We lived in Villars-sur-Ollon. From there my father could easily commute to Montreux and it provided a marvellous Alpine environment. We lived contentedly there for two decades. It was a particularly good place for summer and winter sports. I played golf and tennis in the summer with occasional interludes for mountain climbing. In the winter I skied and played ice hockey. All of this obviously left me little time for any educational studies!
During all these years I was subject to two contrasting influences. My family was British and we spoke English at home and I was brought up with English history and literature. Once out of the house, however, my environment was totally Frenchspeaking except for a couple of months of the year. In December the British arrived for the winter sports. For a few weeks I became quite friendly with some of them but of course they went home when their holidays were over.

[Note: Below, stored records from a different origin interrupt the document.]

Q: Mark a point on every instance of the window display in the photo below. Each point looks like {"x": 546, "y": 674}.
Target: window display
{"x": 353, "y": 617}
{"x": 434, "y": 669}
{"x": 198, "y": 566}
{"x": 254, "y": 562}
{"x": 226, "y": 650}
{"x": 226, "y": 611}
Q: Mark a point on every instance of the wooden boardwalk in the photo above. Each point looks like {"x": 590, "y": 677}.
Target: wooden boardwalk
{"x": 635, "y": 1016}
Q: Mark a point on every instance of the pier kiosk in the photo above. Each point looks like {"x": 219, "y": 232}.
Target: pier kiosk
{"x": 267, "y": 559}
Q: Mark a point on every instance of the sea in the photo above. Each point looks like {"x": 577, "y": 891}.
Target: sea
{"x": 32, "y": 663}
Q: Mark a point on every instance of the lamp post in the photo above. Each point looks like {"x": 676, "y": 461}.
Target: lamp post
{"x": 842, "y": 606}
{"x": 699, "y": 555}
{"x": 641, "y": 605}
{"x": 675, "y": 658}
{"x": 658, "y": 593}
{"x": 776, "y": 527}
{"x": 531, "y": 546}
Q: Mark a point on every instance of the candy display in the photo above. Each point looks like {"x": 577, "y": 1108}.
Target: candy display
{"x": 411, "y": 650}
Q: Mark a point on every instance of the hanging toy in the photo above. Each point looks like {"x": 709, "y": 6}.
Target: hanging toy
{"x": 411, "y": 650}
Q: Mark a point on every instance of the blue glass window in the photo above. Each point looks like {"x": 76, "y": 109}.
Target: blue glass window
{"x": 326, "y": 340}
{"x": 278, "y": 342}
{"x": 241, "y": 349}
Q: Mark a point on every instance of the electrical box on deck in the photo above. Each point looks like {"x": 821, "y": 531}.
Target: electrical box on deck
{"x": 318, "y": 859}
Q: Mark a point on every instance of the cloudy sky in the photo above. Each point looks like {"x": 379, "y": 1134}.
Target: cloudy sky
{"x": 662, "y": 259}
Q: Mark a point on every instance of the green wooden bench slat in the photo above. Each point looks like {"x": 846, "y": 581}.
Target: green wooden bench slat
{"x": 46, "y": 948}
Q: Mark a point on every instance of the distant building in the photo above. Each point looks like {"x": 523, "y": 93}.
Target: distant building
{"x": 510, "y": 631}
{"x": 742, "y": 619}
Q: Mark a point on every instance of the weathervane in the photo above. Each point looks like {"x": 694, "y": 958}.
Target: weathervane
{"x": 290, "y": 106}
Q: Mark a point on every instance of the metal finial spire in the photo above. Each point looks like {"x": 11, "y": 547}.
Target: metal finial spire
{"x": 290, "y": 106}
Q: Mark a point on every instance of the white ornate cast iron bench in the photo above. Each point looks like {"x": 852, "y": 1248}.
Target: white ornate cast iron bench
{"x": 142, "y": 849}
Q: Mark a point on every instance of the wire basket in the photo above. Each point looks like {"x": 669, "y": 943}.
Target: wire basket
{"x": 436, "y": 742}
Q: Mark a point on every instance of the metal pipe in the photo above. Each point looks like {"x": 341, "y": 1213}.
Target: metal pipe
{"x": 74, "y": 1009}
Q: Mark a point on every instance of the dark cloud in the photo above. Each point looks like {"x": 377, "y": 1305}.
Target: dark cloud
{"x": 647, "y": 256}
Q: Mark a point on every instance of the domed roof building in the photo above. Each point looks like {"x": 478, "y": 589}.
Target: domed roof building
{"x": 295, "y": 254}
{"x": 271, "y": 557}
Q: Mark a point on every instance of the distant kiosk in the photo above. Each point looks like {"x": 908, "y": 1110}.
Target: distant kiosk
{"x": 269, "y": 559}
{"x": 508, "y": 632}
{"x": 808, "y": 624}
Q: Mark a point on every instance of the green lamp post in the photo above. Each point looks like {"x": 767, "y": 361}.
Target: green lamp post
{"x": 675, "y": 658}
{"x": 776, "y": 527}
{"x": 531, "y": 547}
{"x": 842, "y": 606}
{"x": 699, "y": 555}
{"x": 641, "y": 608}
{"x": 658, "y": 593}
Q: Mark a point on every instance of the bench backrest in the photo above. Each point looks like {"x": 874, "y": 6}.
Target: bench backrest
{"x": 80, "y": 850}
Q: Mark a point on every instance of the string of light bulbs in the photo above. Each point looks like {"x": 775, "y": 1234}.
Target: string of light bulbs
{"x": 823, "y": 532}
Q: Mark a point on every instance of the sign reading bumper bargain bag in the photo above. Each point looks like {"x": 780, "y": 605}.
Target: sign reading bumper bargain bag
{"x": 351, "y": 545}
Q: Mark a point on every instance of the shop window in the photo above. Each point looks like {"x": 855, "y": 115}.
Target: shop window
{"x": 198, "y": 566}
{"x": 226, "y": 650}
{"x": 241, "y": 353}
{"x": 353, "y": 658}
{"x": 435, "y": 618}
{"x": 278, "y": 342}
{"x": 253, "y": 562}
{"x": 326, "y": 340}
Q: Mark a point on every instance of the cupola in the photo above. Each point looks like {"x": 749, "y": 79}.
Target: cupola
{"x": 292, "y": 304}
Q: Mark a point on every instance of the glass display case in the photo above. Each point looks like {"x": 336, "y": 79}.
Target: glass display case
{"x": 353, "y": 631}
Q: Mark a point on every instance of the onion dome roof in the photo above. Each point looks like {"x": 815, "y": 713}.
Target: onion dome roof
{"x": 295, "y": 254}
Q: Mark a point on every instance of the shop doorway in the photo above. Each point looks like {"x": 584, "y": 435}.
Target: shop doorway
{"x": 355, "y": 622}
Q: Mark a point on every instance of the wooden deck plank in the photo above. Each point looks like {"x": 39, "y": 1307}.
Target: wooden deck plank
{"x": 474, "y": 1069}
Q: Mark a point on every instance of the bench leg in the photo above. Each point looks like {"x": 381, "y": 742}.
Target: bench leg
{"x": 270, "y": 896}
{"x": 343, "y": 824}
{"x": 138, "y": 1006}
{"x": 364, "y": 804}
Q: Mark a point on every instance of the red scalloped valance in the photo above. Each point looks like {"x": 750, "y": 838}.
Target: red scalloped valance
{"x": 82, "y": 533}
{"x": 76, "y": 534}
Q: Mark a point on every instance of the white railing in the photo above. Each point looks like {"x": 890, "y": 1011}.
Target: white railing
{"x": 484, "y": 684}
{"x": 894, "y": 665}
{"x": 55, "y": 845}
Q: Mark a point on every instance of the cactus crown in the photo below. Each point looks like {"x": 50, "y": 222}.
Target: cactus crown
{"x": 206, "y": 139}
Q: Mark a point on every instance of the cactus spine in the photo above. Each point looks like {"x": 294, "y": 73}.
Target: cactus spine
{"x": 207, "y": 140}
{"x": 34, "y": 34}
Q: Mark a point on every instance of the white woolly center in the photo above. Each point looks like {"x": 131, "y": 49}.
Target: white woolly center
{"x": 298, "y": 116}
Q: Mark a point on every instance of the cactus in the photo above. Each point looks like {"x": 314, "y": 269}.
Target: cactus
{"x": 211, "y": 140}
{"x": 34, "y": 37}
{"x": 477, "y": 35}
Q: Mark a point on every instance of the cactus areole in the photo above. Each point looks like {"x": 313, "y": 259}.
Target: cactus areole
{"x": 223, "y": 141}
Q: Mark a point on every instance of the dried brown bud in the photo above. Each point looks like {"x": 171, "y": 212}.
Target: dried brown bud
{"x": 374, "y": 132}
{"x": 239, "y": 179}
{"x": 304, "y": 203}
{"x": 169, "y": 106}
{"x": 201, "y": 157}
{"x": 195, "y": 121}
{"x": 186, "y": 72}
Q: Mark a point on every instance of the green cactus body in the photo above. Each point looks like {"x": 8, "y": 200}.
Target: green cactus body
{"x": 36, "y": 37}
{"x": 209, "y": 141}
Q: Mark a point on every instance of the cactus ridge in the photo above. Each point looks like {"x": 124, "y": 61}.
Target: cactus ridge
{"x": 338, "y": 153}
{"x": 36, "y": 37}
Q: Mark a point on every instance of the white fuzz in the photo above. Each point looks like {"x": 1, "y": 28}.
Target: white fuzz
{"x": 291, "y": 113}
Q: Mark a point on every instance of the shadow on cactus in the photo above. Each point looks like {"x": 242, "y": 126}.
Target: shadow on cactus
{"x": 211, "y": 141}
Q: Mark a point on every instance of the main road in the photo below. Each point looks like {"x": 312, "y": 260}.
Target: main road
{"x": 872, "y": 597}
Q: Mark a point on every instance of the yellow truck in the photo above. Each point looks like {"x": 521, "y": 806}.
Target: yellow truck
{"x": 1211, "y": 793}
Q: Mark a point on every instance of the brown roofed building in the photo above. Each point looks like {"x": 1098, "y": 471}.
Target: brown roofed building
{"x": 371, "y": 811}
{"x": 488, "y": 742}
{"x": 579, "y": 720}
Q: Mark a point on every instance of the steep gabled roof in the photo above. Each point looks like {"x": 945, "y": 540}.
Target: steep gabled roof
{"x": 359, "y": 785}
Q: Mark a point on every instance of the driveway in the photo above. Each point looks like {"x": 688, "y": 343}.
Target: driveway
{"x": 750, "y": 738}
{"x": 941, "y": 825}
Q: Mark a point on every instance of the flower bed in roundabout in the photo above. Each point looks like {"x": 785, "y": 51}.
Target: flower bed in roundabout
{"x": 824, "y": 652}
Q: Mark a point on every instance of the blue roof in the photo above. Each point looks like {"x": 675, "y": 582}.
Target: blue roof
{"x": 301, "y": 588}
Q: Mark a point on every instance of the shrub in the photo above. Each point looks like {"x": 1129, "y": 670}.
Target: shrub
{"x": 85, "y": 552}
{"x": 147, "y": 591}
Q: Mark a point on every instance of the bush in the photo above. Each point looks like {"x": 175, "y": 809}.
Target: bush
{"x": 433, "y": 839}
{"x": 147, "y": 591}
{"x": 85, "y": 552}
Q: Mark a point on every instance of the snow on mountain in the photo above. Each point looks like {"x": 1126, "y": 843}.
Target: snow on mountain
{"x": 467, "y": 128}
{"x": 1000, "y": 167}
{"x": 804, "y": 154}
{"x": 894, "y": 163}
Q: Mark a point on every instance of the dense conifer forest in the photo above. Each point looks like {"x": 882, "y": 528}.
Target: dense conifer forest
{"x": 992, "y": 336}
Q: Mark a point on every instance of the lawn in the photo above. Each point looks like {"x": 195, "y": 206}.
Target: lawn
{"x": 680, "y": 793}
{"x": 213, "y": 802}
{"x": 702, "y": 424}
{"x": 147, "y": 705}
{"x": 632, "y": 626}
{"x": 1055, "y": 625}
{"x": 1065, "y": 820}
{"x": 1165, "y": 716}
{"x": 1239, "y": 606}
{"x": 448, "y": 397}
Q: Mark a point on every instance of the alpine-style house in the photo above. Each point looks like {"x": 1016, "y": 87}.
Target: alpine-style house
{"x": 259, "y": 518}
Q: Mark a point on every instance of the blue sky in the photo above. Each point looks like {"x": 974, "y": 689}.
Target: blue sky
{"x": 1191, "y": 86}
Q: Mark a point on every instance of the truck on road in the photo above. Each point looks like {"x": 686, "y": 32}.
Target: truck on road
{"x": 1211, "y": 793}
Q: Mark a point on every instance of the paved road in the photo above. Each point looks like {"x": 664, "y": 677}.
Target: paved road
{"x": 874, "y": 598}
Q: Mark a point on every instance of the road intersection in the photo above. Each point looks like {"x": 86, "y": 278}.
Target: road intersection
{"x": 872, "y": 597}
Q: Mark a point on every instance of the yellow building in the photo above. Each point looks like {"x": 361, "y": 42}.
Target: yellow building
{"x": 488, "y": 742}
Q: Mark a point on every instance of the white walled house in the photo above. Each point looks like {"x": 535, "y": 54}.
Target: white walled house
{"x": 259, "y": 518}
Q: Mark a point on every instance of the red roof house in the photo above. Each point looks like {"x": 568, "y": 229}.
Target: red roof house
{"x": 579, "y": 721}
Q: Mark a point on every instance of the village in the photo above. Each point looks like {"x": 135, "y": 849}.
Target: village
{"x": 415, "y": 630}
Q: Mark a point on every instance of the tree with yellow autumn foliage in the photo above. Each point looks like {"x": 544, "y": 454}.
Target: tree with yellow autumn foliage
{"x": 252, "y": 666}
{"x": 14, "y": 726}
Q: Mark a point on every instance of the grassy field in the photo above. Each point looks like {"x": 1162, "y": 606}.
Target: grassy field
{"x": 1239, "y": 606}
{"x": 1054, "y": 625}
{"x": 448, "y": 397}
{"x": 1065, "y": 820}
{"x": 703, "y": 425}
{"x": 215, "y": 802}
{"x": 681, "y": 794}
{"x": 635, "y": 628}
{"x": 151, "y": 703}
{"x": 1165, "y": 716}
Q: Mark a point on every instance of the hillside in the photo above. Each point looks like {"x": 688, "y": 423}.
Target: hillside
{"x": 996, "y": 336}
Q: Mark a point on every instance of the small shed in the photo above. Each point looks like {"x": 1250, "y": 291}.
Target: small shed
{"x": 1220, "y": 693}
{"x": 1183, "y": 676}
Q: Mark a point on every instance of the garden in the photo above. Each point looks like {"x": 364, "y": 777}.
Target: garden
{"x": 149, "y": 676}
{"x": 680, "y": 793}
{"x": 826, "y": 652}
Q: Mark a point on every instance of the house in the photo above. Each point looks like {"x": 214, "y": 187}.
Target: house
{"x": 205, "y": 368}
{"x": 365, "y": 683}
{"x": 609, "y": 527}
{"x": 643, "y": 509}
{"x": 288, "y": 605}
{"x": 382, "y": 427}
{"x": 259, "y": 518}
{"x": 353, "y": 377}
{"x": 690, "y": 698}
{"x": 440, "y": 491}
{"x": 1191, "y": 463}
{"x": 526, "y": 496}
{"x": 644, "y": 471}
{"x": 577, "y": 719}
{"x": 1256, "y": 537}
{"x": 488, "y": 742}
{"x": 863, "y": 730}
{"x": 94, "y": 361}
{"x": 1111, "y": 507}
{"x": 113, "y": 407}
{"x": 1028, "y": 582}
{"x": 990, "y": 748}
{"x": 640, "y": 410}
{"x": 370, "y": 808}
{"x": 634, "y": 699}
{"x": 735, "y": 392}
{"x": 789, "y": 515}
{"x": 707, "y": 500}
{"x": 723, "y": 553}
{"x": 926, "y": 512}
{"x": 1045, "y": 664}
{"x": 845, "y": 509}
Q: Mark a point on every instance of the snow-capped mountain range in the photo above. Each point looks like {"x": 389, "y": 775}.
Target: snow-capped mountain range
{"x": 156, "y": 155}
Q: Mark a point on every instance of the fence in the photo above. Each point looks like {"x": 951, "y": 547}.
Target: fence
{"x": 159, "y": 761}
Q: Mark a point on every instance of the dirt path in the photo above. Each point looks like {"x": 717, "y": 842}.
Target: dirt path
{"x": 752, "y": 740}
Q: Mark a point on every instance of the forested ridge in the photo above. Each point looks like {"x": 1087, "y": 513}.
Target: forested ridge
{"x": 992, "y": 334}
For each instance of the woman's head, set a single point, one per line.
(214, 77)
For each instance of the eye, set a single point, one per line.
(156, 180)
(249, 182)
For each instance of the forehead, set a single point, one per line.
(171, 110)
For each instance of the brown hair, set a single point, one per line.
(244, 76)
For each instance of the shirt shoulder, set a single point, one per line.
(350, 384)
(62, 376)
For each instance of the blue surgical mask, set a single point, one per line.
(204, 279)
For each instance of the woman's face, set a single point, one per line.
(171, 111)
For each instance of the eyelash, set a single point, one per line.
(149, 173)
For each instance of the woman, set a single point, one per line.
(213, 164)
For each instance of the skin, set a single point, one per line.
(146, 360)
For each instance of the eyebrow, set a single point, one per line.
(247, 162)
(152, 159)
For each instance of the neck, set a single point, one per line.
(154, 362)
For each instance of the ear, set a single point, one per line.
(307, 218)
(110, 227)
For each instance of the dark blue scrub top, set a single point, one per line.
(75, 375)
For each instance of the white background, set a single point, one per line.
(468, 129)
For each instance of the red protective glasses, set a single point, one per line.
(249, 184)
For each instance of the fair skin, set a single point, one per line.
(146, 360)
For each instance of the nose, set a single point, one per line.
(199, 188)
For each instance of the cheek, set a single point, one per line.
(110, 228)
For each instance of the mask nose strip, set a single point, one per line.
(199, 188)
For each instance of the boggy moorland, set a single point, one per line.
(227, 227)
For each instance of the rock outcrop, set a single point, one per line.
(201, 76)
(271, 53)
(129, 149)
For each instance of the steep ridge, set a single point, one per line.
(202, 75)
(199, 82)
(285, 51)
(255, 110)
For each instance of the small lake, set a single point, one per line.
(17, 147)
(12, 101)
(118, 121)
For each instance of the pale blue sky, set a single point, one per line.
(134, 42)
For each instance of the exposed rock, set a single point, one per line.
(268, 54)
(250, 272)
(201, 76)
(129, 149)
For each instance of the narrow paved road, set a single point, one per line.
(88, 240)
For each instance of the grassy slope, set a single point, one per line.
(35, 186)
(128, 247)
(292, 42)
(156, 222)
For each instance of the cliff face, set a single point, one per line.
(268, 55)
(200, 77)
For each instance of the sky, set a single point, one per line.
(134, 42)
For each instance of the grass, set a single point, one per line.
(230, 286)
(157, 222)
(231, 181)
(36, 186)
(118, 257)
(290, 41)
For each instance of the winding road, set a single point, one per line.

When I was about 18 years of age my father started to develop an agency for importing British goods into Switzerland. I joined him in this and I gradually became quite interested in the business.
In summary I can say I was bi-lingual, was friendly with people from many walks of life but had no real friends. Sometimes this saddened me a little when I thought of it. In time I grew accustomed to a situation which made me something of a loner.